AttackGNN: Red-Teaming GNNs in Hardware Security Using Reinforcement Learning
Vasudev Gohil, Satwik Patnaik, Dileep Kalathil, Jeyavijayan Rajendran
TL;DR
AttackGNN tackles the problem of evaluating GNN-based hardware-security techniques under adversarial manipulation. It formulates the adversarial circuit perturbation problem as a reinforcement-learning task that preserves circuit functionality, using a novel set of synthesis-tool-agnostic actions and sparse rewards. A contextual MDP enables a single RL agent to attack multiple GNNs across IP piracy, HT detection/localization, reverse engineering, and obfuscation, achieving successful misclassification in all tested cases and across real-world benchmarks. The work underscores the need for robust defenses of ML-based hardware security tools and demonstrates practical implications, such as false positives in IP piracy detectors and potential leakage of secret keys via HTs, while offering a scalable framework for red-teaming such systems.
Abstract
Machine learning has shown great promise in addressing several critical hardware security problems. In particular, researchers have developed novel graph neural network (GNN)-based techniques for detecting intellectual property (IP) piracy, detecting hardware Trojans (HTs), and reverse engineering circuits, to name a few. These techniques have demonstrated outstanding accuracy and have received much attention in the community. However, since these techniques are used for security applications, it is imperative to evaluate them thoroughly and ensure they are robust and do not compromise the security of integrated circuits.

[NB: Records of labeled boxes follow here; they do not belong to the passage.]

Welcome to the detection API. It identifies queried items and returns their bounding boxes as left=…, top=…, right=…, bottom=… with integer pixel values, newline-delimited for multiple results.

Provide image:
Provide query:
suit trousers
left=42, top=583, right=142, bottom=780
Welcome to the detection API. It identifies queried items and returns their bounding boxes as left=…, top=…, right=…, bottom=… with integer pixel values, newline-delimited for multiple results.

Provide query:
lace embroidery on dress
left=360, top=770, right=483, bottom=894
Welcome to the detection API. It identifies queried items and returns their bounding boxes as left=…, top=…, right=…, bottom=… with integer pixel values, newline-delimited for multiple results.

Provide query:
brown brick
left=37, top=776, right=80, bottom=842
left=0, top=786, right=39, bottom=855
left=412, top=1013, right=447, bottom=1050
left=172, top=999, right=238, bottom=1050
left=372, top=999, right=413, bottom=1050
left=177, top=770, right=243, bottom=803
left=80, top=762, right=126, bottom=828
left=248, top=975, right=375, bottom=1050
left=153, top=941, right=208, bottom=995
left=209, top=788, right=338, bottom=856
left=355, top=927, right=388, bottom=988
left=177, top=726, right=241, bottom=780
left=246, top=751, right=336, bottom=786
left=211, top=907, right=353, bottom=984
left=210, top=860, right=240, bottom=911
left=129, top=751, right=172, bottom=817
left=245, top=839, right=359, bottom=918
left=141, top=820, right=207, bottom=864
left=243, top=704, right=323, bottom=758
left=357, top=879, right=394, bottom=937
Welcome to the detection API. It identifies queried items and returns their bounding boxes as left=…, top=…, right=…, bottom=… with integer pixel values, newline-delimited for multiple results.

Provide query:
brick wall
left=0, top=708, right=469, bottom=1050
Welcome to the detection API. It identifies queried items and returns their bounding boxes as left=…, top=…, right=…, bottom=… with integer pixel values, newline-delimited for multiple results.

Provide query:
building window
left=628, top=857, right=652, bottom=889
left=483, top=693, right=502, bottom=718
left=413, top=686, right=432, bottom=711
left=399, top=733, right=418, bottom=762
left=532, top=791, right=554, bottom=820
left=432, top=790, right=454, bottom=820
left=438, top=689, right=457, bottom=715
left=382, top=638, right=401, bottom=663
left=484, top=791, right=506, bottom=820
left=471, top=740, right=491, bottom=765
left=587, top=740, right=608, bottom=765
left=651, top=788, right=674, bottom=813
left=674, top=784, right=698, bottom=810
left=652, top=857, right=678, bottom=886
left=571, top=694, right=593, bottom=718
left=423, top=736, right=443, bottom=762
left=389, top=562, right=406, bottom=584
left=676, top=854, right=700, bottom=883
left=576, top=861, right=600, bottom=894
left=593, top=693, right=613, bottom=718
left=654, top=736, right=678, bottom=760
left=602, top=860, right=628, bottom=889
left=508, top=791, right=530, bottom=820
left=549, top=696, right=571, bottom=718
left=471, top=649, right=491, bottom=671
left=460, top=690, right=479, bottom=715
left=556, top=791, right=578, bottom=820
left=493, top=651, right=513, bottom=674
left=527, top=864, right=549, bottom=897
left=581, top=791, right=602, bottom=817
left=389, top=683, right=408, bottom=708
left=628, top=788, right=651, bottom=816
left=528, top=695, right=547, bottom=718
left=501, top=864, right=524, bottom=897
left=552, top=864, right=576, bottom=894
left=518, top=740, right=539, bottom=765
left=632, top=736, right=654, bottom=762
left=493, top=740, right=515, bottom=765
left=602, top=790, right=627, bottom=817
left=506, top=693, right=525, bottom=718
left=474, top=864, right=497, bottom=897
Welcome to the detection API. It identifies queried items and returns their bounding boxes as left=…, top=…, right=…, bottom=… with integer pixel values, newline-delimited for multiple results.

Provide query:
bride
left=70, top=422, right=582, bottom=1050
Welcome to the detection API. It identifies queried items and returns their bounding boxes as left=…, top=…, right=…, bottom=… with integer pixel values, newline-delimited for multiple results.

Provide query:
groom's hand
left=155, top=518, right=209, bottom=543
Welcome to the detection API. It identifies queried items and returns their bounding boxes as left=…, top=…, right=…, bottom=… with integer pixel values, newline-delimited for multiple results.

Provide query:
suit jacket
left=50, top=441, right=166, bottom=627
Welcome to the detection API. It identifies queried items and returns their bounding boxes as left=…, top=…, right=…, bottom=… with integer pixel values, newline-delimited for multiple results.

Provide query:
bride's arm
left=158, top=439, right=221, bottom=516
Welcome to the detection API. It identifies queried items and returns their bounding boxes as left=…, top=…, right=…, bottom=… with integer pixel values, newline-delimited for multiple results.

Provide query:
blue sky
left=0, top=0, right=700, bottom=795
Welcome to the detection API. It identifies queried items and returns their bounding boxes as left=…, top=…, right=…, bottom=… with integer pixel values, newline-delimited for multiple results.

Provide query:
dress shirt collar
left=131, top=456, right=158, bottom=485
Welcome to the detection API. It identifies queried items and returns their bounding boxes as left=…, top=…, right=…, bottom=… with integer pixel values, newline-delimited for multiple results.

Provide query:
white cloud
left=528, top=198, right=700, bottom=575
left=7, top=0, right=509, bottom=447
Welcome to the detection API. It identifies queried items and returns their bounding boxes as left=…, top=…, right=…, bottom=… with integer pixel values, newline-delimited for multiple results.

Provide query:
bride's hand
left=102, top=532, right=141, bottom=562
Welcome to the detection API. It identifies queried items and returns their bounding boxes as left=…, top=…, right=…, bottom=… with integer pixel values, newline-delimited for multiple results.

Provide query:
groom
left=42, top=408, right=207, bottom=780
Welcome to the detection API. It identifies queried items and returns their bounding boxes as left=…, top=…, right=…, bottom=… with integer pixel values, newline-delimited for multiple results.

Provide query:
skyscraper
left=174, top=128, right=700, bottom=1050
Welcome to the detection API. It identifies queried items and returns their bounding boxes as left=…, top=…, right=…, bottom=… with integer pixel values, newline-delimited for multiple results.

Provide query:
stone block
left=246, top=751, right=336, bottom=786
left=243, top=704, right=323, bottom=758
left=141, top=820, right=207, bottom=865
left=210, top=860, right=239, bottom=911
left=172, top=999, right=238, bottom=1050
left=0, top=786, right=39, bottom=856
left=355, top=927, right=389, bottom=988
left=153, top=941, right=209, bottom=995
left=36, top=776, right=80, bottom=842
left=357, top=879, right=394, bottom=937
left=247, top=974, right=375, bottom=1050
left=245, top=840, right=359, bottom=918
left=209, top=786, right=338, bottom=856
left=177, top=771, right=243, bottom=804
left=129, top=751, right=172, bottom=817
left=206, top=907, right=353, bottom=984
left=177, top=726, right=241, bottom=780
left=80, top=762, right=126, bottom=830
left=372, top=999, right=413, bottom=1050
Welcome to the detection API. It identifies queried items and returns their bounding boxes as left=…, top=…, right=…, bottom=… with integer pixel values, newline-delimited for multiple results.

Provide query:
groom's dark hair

In this work, we propose AttackGNN, the first red-team attack on GNN-based techniques in hardware security. To this end, we devise a novel reinforcement learning (RL) agent that generates adversarial examples, i.e., circuits, against the GNN-based techniques. We overcome three challenges related to effectiveness, scalability, and generality to devise a potent RL agent. We target five GNN-based techniques for four crucial classes of problems in hardware security: IP piracy, detecting/localizing HTs, reverse engineering, and hardware obfuscation. Through our approach, we craft circuits that fool all GNNs considered in this work. For instance, to evade IP piracy detection, we generate adversarial pirated circuits that fool the GNN-based defense into classifying our crafted circuits as not pirated. For attacking HT localization GNN, our attack generates HT-infested circuits that fool the defense on all tested circuits. We obtain a similar 100% success rate against GNNs for all classes of problems.